In an August 2004 email discussion with Stanek, Chicago Tribune columnist Eric Zorn quoted IDPH spokesman Tom Shafer stating, apparently in reference to Stanek and another nurse, Allison Baker: “[W]hat they were alleging were violations of existing law. … We took (the allegations) very seriously.” Zorn wrote further: “Shafer told me that the 1999 investigation reviewed logs, personnel files and medical records. It concluded, ‘The allegation that infants were allowed to expire in a utility room could not be substantiated (and) all staff interviewed denied that any infant was ever left alone.’ “

From Zorn’s 2004 blog post:

As you well know, Jill, the Illinois Atty. General’s office, then under abortion foe Jim Ryan, was quite concerned about your allegations and directed the Illinois Dept. of Public Health to conduct a thorough investigation of the claims made by you and Allison Baker.

Why?

“Because what they were alleging were violations of existing law,” IDPH spokesman Tom Shafer told me yesterday. “We took (the allegations) very seriously.”

Shafer told me that the 1999 investigation reviewed logs, personnel files and medical records. It concluded, “The allegation that infants were allowed to expire in a utility room could not be substantiated (and) all staff interviewed denied that any infant was ever left alone.”

Shafer was quick to add that neither he nor the IDPH report concluded that your testimony was untruthful or exaggerated to help advance your anti-abortion views — simply that their investigation did not substantiate the allegations.

In other words, contrary to Freddoso’s claim, the IDPH’s reported position supported Obama’s explanation: Current law already “mandated lifesaving measures for premature babies.” Freddoso writes of Obama’s assertion: “This is not true. Such measures were not already the law in Illinois. Not according to the Department of Public Health. Not according to Attorney General Ryan” [emphasis in original].But the letter does not, as Freddoso claims, assert that “[s]uch measures were not already the law in Illinois.” Nor does the IDPH; indeed, Zorn quoted the IDPH spokesman saying that the actions alleged by Stanek would have violated the law at the time.

The entire argument is bogus.  Infants were protected in Illinois prior to 1999 and after 1999.  No law had to be passed–it was a rather obvious effort to overturn Roe v.
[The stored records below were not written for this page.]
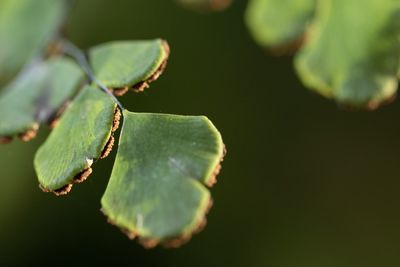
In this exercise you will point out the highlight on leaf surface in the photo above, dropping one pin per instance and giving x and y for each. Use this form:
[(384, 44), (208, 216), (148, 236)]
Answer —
[(36, 96), (156, 189), (83, 135), (205, 5), (353, 52), (279, 24), (26, 27), (124, 65)]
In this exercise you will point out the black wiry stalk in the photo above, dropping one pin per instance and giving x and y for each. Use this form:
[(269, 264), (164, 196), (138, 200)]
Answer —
[(73, 51)]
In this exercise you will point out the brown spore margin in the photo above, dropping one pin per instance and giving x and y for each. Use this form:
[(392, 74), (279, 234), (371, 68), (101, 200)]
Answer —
[(141, 86), (177, 241), (83, 175)]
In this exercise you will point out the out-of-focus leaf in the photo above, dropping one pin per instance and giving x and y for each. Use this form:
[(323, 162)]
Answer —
[(36, 95), (155, 190), (84, 134), (352, 51), (279, 23), (26, 26), (205, 5), (121, 65)]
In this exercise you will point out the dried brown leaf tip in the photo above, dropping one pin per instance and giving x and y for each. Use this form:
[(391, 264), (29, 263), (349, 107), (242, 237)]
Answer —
[(30, 133), (5, 139), (141, 86), (83, 175), (174, 242), (289, 48), (110, 143), (79, 178)]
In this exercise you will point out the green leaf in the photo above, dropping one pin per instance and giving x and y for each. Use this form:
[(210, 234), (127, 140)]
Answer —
[(155, 190), (352, 52), (84, 134), (279, 23), (26, 27), (121, 65), (205, 5), (36, 95)]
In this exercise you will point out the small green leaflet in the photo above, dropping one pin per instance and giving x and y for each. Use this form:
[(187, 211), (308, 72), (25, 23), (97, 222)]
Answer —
[(156, 189), (36, 96), (352, 53), (83, 135), (123, 65), (26, 27)]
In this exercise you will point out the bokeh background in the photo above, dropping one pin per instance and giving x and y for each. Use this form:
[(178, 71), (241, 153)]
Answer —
[(304, 183)]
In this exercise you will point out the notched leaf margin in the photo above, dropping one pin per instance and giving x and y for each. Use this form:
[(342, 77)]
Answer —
[(83, 175), (141, 86)]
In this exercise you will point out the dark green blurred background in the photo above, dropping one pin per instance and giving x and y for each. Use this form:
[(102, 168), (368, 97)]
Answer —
[(304, 183)]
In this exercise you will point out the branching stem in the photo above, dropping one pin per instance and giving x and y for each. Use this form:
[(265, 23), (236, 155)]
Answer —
[(73, 51)]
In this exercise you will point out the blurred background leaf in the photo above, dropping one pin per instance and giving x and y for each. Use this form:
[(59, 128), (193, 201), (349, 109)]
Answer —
[(279, 23), (304, 183), (36, 96), (25, 29)]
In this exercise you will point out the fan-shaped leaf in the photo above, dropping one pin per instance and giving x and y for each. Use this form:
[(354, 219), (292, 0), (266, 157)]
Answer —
[(36, 95), (121, 65), (205, 5), (25, 28), (353, 51), (83, 135), (155, 189), (279, 23)]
Wade.

And people who worked for Jim Ryan should know that.

Today’s Tosser: Illinois Review

If you are really bad at math, you scream about the manliness of your opponent apparently:

The 14th CD’s newly-elected U.S. Congressman Bill Foster is among a group of Democrats’ who’ve been taunting constituents by saying they’re “re-considering” their position on offshore drilling.  Today, House Minority Leader John Boehner challenged the 22 swishy Dems in a letter to “put up or shut up” on the issue.
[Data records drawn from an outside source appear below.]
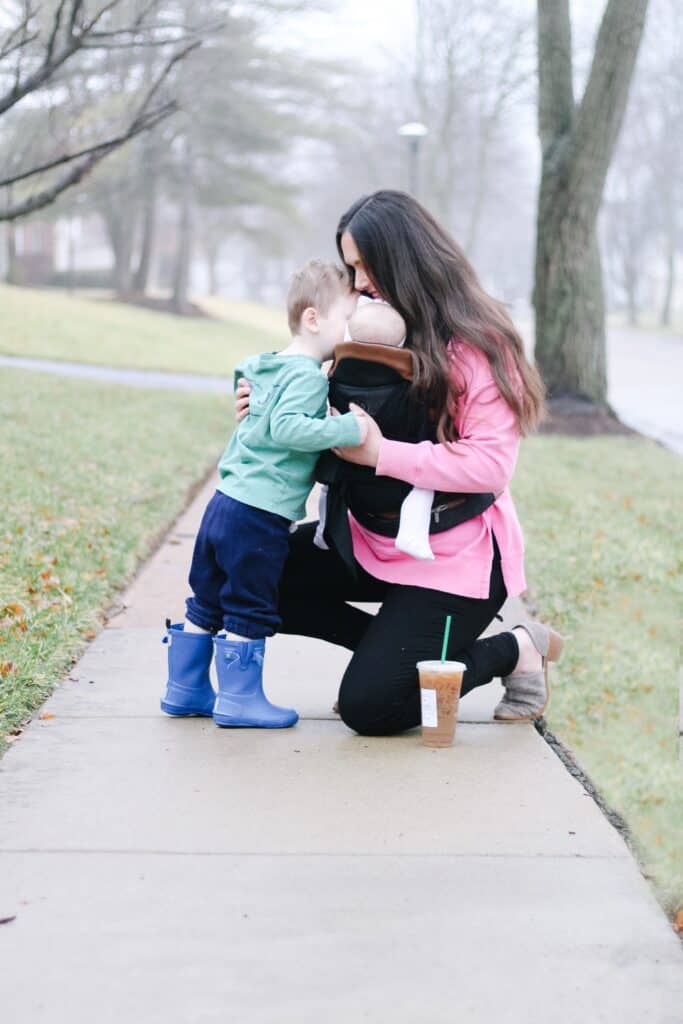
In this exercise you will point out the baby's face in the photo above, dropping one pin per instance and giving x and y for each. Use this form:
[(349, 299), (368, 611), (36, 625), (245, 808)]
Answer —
[(377, 324)]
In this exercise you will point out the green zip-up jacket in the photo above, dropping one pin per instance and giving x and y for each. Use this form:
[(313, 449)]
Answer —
[(270, 458)]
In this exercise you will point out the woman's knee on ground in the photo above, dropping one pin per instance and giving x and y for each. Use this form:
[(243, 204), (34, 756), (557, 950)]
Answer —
[(377, 710)]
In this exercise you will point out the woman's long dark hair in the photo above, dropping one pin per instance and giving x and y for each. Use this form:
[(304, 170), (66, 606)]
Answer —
[(424, 273)]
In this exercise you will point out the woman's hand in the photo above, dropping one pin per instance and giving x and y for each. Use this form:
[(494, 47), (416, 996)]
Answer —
[(242, 399), (368, 453)]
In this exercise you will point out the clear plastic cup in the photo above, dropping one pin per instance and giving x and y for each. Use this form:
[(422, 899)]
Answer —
[(440, 683)]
So the 200,000  barrels a day are going to affect the price of oil?  The United States alone imported 10,031,000 barrels a day in 2007.  We consume 20,680,000 barrels a day in 2007.  We net imported 12,040,000 barrels a day in 2007 meaning the 200,000 barrels a day would only replace 1.7 percent of US imports. Just US Imports.

Of course, it’s a world market and so the effect has to be compared to what it does for the world market and given the daily consumption in 2005 of 83,607,220 the 200,000 barrels a day account for .2 percent (not 2, but .2) of total daily oil consumed.  It’s a pointless exercise.

Being too stupid to make an argument and screaming fag at those who aren’t as dumb as you are is something most people grew out of in elementary school.